Obnubilados por nuestra caótica situación política, los peruanos solemos dejar relegados otros problemas que merecerían mayor atención de la que les brindamos. Varios de ellos son los que conciernen a los menores de edad, un segmento de la población frecuentemente invisibilizado por los políticos, funcionarios y medios de comunicación, por el poco impacto que, a simple vista, tienen en la vida diaria del país. Ello, por supuesto, constituye un grave error.
No olvidemos que el nuestro fue uno de los últimos países en la región en lograr el regreso a la presencialidad de la mayor parte de sus estudiantes, que se les permitió a las mascotas salir a la calle antes que a los niños o que se mantuvo durante un largo e injustificado tiempo la obligatoriedad del uso de las mascarillas al interior de los salones de clase, a pesar de que la evidencia de lo ocurrido en otros países desnudaba la impertinencia de esta medida. Ahora que niños y adolescentes peruanos han retomado las clases con cierta normalidad, sin embargo, los problemas alrededor de ellos siguen lejos de terminar.
La semana pasada, por ejemplo, este Diario alertó que entre enero y octubre de este año el portal SíseVe del Ministerio de Educación (Minedu) ha registrado 205 denuncias de violación sexual en colegios de todo el país, es decir, casi cinco a la semana. Una medición espantosa. De estos, cerca de la mitad (97 para ser más exactos) fueron cometidos por “personal de la institución educativa” y el resto por otros escolares. Pero el tema no se agota allí.
Según la misma fuente, en los primeros 10 meses del año se reportaron más de 1.800 casos de ‘violencia sexual’ en las escuelas peruanas, un término que incluye episodios de acoso y hostigamiento sexual, tocamientos indebidos o violencia con fines sexuales ejercida a través de medios tecnológicos. Y esto es solo los casos reportados, pues muchos de ellos quedan sin denunciarse, lo que lleva a que los agresores continúen cerca de las víctimas, violentándolas de manera reiterada.
Pero la de la violencia sexual no es la única epidemia que ha infectado los centros educativos en nuestro país. Hace casi un mes, este Diario informó que los casos de ‘bullying’ y acoso escolar se han multiplicado por 10 con respecto al año pasado con el regreso a la presencialidad. Así, si en todo el 2021 las denuncias por ‘bullying’ ascendieron a 768, hasta octubre de este año ya se contabilizaban más de 7.600.
Casos como los de la menor de 12 años que cayó de un cuarto piso del colegio Saco Oliveros en Salamanca y que sufría ‘bullying’ constantemente o la de la madre que decidió retirar a su hija de una escuela en Breña debido a que en esta era agredida y acosada por sus compañeros constituyen apenas la punta de un iceberg cuya profundidad desconocemos porque en muchas ocasiones los padres y profesores son incapaces de detectar a tiempo episodios de este tipo. Además de ello, como explicó Matilde Cobeña, adjunta para los Derechos de la Niñez y Adolescencia de la Defensoría del Pueblo, no todas las escuelas conocen los protocolos para actuar en estas circunstancias.

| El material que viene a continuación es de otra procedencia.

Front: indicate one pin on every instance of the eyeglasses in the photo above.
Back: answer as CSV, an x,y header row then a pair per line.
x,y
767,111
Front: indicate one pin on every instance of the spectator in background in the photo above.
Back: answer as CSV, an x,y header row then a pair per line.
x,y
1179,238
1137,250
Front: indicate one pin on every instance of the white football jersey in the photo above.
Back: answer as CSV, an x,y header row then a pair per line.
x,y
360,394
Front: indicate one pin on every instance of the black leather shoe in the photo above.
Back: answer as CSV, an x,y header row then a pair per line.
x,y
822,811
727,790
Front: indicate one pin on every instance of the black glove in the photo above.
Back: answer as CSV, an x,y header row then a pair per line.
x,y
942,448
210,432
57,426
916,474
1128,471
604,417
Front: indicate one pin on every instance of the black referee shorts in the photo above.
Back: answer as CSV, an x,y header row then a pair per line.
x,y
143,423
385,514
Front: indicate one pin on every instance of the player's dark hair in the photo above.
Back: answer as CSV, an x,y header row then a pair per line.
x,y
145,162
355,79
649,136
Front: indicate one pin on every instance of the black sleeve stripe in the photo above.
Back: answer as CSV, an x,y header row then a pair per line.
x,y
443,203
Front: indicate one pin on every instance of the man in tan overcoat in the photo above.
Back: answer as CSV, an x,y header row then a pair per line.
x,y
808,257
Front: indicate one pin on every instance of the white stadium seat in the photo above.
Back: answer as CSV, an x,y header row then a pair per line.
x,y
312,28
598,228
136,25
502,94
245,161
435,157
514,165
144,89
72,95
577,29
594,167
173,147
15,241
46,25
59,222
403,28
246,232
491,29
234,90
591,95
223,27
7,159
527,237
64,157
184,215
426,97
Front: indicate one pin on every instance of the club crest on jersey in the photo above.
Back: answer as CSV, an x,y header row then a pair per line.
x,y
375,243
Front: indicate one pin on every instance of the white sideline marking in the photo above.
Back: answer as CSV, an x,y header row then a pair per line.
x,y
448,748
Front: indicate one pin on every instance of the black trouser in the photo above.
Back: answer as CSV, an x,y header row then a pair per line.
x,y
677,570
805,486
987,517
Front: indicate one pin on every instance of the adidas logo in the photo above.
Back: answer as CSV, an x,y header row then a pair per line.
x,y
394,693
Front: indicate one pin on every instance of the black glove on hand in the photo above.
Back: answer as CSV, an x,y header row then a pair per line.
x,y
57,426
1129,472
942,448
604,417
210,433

Por supuesto, estos males no son patrimonio exclusivo de las escuelas, pues los niños también están expuestos a agresiones de toda índole en otros espacios, como sus vecindarios y hasta en sus propias casas. Sin embargo, no deja de ser sumamente revelador de lo mal que estamos como sociedad que el regreso a las escuelas luego de dos años de confinamiento, que debieran ser espacios de aprendizaje y donde maestros, directivos y autoridades debieran estar capacitados y atentos para detectar lo que ocurre con sus alumnos, haya venido aparejado con una ola de casos de violencia sexual y ‘bullying’ francamente pavorosa y de la que tristemente muy poco se habla (y se hace al respecto).
Si seguimos tratando los casos de violencia contra niños y adolescentes peruanos como si fueran problemas menores, como sociedad, tarde o temprano tendremos que pagar los platos rotos.